A gay cleric who preaches in drag wants to bring his message of love to Belfast.
Belfast born Ron Eberly, who describes himself as “Christ Drag Queen”, left for Canada in 1975, but now he wants to return home to speak in churches as his glamorous alter ego — Mz Rhonda.
The son of a baptist preacher, Ron emigrated from Penrose Street off the Ormeau Road with his family and later attended bible college in Canada.
He met his wife with whom he had two children during a missionary trip to Belize — but they divorced eight years later when Ron realised he “had to live an honest life”.
Ron’s family disowned him for 20 years after he came out, but he reconciled with them shortly before his parents’ deaths in 2012.
He still uses his late mother’s hats to perform as Mz Rhonda because he says they make him look like “a little church lady”.
Ron found love and married again 14 years ago, but this time to a man.
Since then he and his university lecturer husband Wayne have lived happily in Calgary where he continues to preach and perform as Mz Rhonda to fundraise for the local gay community.
Despite calling Canada home for the past four decades, Ron keeps well abreast of Northern Ireland news — and that’s why he feels now is the perfect time to take a trip back.
“I think now is a great time for me to come to Northern Ireland because you know, things aren’t getting any better,” he told Sunday Life.
“All I’m waiting for is an invitation.
“Churches need to wake up and realise they have to be inclusive.
“When I hear about young gay Christians taking their own lives because they’ve been rejected by their church it breaks my heart.
“What a shame that in 2014 we have so many Christians in Northern Ireland who are not doing what Christ has called them to do, and that is to live in his love and to pass that great love on to others.
“They hate Christ’s gay sons and daughters, and so they preach hate not love.”
Ron said he’s prepared for the controversy he might cause by coming to preach here.

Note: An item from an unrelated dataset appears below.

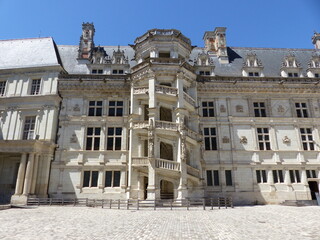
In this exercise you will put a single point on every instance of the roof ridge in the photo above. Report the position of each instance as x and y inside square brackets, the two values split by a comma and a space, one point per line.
[19, 39]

“I know I’m going to get nasty comments,” he said. “If Belfast can’t agree on a flag or two men kissing in a taxi then I’m not sure what it will think of me, but I think it’s worth the hassle.

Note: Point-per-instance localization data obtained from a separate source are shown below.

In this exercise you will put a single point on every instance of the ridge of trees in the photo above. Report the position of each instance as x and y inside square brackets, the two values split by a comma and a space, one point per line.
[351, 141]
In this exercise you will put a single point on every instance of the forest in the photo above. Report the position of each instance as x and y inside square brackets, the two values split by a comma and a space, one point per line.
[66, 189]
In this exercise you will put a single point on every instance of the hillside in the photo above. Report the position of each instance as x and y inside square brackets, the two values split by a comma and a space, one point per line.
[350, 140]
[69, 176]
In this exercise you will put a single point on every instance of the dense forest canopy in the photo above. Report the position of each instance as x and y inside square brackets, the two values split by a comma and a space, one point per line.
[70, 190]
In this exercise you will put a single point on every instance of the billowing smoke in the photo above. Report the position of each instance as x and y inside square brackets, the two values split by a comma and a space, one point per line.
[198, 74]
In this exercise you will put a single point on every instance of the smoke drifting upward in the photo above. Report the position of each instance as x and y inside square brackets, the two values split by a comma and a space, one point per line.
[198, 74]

“I would love to see the gay community march on Stormont to show them how much we contribute to the Northern Ireland economy. They think we are florists and hairdressers — but we’re teachers, doctors and lawyers too.”
Ron said the gay scene in Northern Ireland has changed massively since he left in the 1970s, but he said there’s still not equality.
“It’s amazing that Belfast has Gay Pride but I think there still needs to be more activism in Northern Ireland, it’s not enough until we have equal rights,” he said.
“There’s still such misunderstanding, particularly in the church.
“I was born to Godly parents,” he said.
“I didn’t choose to be this way, I was born this way — gay people are part of Christ’s creation too.
“As far as I’m concerned you can’t have Adam and Steve without Adam and Eve.”
Ron said he understands why preaching in drag is controversial, but says he does it for fun, not to cause offence.
“It’s not a gimmick but I understand it’s a talking point for people,” he said.
“I think they’re more interested in coming to hear Rhonda preach than Ron, it’s something different for them — so it helps me to get my message out there.”